Another way to treat drug resistance is to combine antidepressants; it involves the association of two or more antidepressants to avoid the condition of drug resistance. This practice has the advantage that the patient can continue the therapy with the first treatment, avoiding the undesirable effects due to the suspension of the latter. Additionally, lower dosages of each antidepressant can be used, once again reducing side effects.
Among the disadvantages represented by this practice, patients could respond only to the second antidepressant, as if it were monotherapy; another disadvantage may be represented by the possible pharmacological interactions that the two drugs can develop in combination.

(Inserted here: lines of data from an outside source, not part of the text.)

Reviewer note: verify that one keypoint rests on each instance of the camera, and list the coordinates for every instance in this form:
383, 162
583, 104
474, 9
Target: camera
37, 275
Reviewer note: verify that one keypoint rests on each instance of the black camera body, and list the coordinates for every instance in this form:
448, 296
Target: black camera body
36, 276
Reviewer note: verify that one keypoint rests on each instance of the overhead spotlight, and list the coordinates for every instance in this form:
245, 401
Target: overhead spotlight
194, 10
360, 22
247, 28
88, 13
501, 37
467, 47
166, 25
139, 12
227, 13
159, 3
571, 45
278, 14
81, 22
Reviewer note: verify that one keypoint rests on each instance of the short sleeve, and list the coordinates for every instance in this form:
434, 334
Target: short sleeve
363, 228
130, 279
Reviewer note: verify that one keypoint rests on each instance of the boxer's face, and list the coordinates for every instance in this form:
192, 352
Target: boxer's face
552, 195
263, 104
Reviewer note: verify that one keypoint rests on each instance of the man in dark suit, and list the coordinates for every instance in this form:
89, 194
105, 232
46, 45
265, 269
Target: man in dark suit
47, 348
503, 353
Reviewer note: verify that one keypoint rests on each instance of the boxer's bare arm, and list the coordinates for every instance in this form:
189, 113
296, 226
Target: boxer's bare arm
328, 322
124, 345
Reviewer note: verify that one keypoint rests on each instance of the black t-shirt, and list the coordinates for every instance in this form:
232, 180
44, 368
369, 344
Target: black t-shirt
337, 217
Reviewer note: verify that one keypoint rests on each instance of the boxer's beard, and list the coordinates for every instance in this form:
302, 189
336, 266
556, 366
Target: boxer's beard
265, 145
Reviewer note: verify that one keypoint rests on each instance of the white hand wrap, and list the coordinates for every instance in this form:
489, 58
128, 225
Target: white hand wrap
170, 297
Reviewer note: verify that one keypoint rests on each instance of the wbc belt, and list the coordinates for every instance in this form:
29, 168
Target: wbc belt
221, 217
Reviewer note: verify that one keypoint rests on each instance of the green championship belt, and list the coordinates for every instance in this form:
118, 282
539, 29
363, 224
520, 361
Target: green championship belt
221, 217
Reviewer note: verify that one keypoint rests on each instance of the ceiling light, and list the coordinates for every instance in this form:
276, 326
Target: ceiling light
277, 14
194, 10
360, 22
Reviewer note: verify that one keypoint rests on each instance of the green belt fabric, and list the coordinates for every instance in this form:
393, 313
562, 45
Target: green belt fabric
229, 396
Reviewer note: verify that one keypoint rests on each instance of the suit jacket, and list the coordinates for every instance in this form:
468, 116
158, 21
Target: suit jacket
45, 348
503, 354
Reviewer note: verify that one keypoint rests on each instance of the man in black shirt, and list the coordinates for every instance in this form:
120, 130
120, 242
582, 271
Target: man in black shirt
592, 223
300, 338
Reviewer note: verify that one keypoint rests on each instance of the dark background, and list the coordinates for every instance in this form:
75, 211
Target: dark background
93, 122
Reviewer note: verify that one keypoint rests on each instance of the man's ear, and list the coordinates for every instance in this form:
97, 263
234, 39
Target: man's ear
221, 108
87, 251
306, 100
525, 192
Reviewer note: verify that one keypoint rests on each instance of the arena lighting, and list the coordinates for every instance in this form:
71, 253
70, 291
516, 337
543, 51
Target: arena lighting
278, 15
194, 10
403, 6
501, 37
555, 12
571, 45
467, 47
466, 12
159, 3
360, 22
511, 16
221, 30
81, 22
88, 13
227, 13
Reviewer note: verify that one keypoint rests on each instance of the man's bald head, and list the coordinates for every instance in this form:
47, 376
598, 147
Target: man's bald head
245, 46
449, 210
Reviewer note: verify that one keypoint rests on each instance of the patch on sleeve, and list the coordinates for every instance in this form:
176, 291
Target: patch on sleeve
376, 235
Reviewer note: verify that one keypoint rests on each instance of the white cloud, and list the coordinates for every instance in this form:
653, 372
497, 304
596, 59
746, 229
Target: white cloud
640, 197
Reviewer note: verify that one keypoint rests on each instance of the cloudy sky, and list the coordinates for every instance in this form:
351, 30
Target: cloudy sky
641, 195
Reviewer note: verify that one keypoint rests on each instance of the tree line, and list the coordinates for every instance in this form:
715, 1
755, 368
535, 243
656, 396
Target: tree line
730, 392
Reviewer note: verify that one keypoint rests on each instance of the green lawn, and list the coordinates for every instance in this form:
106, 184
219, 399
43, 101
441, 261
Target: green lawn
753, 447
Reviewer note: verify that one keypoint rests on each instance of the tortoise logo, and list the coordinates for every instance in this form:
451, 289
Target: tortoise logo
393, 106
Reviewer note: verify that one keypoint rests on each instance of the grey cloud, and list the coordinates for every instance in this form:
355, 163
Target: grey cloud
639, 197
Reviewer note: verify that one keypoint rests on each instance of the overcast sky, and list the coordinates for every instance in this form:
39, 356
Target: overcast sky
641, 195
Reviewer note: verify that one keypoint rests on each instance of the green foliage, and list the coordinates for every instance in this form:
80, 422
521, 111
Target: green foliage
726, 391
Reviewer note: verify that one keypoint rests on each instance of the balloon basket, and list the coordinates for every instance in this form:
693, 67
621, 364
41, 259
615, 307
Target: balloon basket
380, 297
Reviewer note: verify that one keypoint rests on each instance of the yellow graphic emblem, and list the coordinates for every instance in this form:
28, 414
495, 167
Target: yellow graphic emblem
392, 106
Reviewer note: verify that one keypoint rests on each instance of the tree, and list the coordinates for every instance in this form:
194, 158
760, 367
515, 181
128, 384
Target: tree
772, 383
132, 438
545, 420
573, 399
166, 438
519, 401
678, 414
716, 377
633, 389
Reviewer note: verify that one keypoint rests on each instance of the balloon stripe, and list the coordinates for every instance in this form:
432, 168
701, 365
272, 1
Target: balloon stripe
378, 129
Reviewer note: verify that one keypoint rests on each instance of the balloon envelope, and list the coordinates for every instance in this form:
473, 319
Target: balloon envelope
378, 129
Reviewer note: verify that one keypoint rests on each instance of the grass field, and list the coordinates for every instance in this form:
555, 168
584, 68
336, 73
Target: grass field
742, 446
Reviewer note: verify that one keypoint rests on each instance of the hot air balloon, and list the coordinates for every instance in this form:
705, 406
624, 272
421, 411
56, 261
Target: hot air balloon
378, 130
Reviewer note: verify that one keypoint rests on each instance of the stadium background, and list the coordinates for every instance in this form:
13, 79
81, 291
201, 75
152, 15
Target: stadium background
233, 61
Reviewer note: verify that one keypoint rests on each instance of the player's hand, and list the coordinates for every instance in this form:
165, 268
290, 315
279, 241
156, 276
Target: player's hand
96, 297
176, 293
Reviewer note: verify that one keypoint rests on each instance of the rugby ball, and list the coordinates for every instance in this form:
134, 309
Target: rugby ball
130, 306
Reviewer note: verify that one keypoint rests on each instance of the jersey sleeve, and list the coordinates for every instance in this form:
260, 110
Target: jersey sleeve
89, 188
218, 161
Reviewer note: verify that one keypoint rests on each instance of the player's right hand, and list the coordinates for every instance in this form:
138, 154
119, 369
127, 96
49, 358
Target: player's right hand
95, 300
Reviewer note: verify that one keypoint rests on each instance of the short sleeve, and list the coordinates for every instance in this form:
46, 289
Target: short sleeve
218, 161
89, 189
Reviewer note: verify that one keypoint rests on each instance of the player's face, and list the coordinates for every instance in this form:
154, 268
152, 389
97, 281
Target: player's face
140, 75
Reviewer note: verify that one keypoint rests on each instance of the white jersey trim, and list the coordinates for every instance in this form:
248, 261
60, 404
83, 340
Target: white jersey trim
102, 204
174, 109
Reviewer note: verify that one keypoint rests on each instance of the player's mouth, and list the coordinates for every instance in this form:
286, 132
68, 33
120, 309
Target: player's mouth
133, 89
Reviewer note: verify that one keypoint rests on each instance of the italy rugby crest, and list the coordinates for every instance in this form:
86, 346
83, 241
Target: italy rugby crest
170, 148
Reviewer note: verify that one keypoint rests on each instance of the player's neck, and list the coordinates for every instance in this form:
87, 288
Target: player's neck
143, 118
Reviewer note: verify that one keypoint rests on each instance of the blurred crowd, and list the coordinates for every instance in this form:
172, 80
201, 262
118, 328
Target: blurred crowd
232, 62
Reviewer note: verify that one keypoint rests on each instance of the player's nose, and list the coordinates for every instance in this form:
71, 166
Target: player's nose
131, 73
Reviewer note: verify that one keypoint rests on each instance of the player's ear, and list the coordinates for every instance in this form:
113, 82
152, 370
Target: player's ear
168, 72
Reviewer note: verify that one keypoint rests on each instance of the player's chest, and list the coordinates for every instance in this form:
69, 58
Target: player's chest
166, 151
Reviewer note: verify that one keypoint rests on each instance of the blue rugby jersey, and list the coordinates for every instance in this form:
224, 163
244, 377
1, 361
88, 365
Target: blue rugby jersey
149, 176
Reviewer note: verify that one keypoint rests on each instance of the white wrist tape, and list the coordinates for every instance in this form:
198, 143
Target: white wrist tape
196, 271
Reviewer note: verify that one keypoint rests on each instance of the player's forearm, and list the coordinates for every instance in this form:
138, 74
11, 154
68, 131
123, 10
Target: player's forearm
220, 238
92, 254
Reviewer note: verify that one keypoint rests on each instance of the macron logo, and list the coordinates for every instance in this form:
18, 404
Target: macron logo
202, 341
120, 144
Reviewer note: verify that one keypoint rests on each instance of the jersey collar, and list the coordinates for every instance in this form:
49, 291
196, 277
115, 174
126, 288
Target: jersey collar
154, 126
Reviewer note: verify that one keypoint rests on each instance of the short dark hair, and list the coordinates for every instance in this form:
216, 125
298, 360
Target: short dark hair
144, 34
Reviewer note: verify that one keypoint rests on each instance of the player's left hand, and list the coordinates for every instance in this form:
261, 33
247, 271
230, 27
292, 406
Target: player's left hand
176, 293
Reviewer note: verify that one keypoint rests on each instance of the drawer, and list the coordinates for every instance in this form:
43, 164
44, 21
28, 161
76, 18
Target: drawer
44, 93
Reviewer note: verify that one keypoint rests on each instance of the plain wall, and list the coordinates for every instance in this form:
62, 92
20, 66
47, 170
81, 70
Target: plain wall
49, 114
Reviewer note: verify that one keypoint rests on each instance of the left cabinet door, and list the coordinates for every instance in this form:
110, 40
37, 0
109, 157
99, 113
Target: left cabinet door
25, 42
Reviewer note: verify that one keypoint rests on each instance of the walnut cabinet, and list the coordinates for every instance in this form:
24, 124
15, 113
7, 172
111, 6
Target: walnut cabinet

Finally, the last strategy used to treat drug resistance concerns potentiation. Again, this involves using multiple drugs. In this case, along with the prescribed antidepressant, another combination drug is used which is not necessarily another antidepressant. The purpose of this association is to enhance the effect of the antidepressant. The advantage of this choice is given by the possibility for the patient to continue using the initial drug. As for the possible disadvantages, there is once again the possible pharmacological interaction between drugs. Furthermore, there is little indication of long-term treatment.